In particolare, sono gli anziani le vittime del caldo di questi giorni. Arrivano al pronto soccorso, accompagnati dalle ambulanze o da parenti premurosi, per problemi di disidratazione, perché si sa che l'anziano non avverte la sete, respiratori, disturbi di circolazione sanguigna o cardiaci. Ma finché si ha lo spazio per curarli va tutto bene. Ma, per esempio, all'ospedale Di Venere di Carbonara ieri mattina è stato necessario sistemarli sulle barelle non avendo più disponibili i posti letto. Intanto, per gli anziani che si trovano in condizione di salute precaria o di solitudine c’è anche il servizio “Serenitanziani”.
Per assistenza, consegne a domicilio, servizio mensa e altro gli ultra65enni baresi possono telefonare al numero verde 800.063.538. Inoltredalle ore 8 alle ore 20 è attivo anche il numero verde nazionale 1500 messo a disposizione dal Ministero della Salute.
Afa, da domani sarà tregua. Bosco di Gravina in fiamme
Caldo, afa e temperature intorno ai 40 gradi. L'eccezionale clima torrido che da giorni sta flagellando tutta la Puglia non si attenuerà prima di domani quando, secondo il capitano Luigi Roberto del Servizio Meteorologico dell'Aeronautica Militare, le temperature dovrebbero scendere di 4-5 gradi, rientrando nella media stagionale.
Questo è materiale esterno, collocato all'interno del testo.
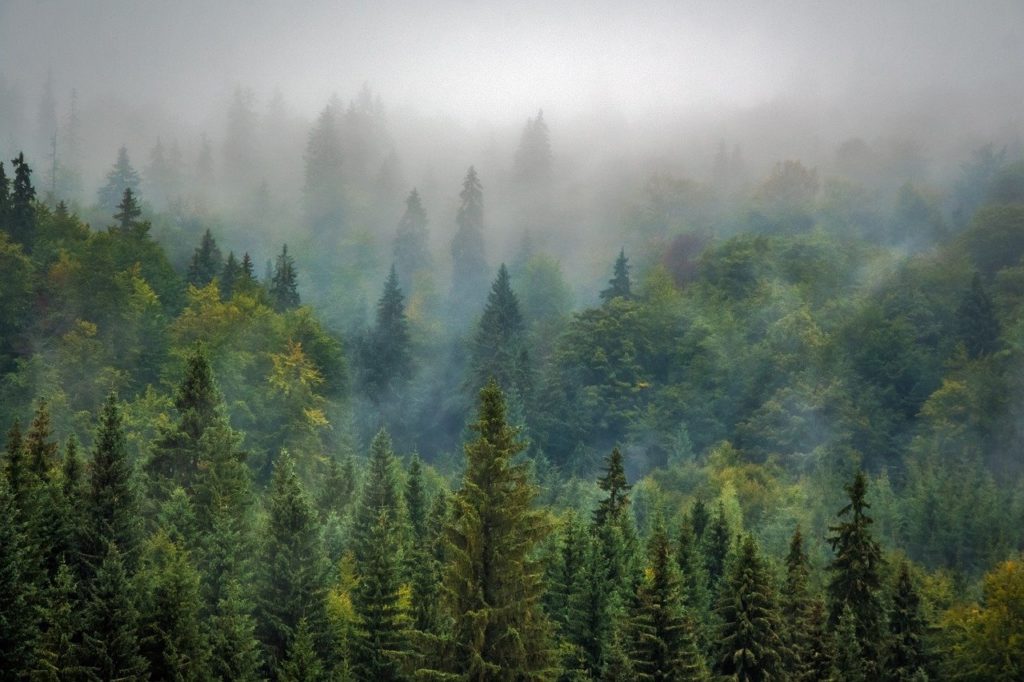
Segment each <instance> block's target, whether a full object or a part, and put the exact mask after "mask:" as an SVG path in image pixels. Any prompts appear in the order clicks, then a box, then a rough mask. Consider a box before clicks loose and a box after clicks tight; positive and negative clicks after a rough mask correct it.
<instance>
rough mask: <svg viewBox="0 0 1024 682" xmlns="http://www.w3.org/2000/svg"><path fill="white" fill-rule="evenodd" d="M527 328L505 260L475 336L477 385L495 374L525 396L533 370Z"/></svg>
mask: <svg viewBox="0 0 1024 682" xmlns="http://www.w3.org/2000/svg"><path fill="white" fill-rule="evenodd" d="M524 330H525V327H524V325H523V322H522V314H521V313H520V312H519V300H518V299H517V298H516V295H515V292H513V291H512V286H511V283H510V281H509V271H508V268H506V267H505V264H504V263H502V266H501V267H500V268H499V269H498V276H497V278H496V279H495V282H494V284H493V285H492V286H490V293H489V294H488V295H487V304H486V306H485V307H484V308H483V315H482V316H481V317H480V324H479V326H478V327H477V331H476V336H475V337H474V338H473V346H472V350H471V352H472V358H471V360H470V361H471V367H472V373H473V387H474V388H475V387H478V386H483V384H484V383H486V381H487V380H488V379H489V378H492V377H494V378H495V379H496V380H497V381H498V385H499V386H501V387H502V389H503V390H505V391H512V390H515V391H517V394H518V395H519V396H520V397H524V396H525V394H526V393H527V392H528V387H529V377H528V372H529V370H528V367H527V363H526V344H525V334H524Z"/></svg>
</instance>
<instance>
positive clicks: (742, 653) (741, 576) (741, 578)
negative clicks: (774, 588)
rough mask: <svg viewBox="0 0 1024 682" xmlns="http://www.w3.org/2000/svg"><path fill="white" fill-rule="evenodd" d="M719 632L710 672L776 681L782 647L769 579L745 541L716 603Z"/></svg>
mask: <svg viewBox="0 0 1024 682" xmlns="http://www.w3.org/2000/svg"><path fill="white" fill-rule="evenodd" d="M717 610H718V615H719V617H720V619H721V623H722V625H721V627H720V629H719V633H718V638H717V640H718V651H717V655H716V658H715V672H716V673H718V674H719V675H723V676H726V677H728V679H733V680H749V681H751V682H756V681H759V680H773V679H776V677H782V676H783V675H784V671H783V669H782V656H783V653H784V651H785V643H784V641H783V638H782V623H781V621H780V620H779V614H778V606H777V603H776V600H775V590H774V587H773V586H772V577H771V572H770V570H769V568H768V566H767V565H766V564H765V562H764V559H762V558H761V556H760V555H759V553H758V548H757V545H756V544H755V542H754V539H753V538H752V537H750V536H746V537H745V538H744V539H743V540H742V542H740V544H739V548H738V551H737V554H736V557H735V559H734V560H733V561H732V562H731V567H730V570H729V573H728V577H727V583H726V584H725V585H724V586H723V587H722V590H721V591H720V593H719V600H718V609H717Z"/></svg>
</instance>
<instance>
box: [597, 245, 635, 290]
mask: <svg viewBox="0 0 1024 682" xmlns="http://www.w3.org/2000/svg"><path fill="white" fill-rule="evenodd" d="M632 297H633V292H632V290H631V285H630V259H629V258H627V257H626V251H625V249H624V250H620V252H618V258H616V259H615V267H614V272H613V273H612V278H611V279H610V280H609V281H608V288H607V289H605V290H604V291H602V292H601V300H602V301H604V302H605V303H607V302H609V301H611V300H612V299H614V298H625V299H630V298H632Z"/></svg>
La tregua, però, durerà solo un paio di giorni. Le temperature saliranno ancora durante il fine settimana, ma con una minore percentuale di umidità. Ieri, in provincia di Bari, la città più calda è stata Gioia del Colle con 41 gradi, gli stessi previsti anche oggi in molte zone del barese. Preoccupante la situazione sul fronte degli incendi.
Decine e decine, anche ieri, le chiamate alla sala operativa dei vigili del fuoco, impegnati con diverse squadre a Gravina dove il fuoco ha distrutto parte del bosco comunale.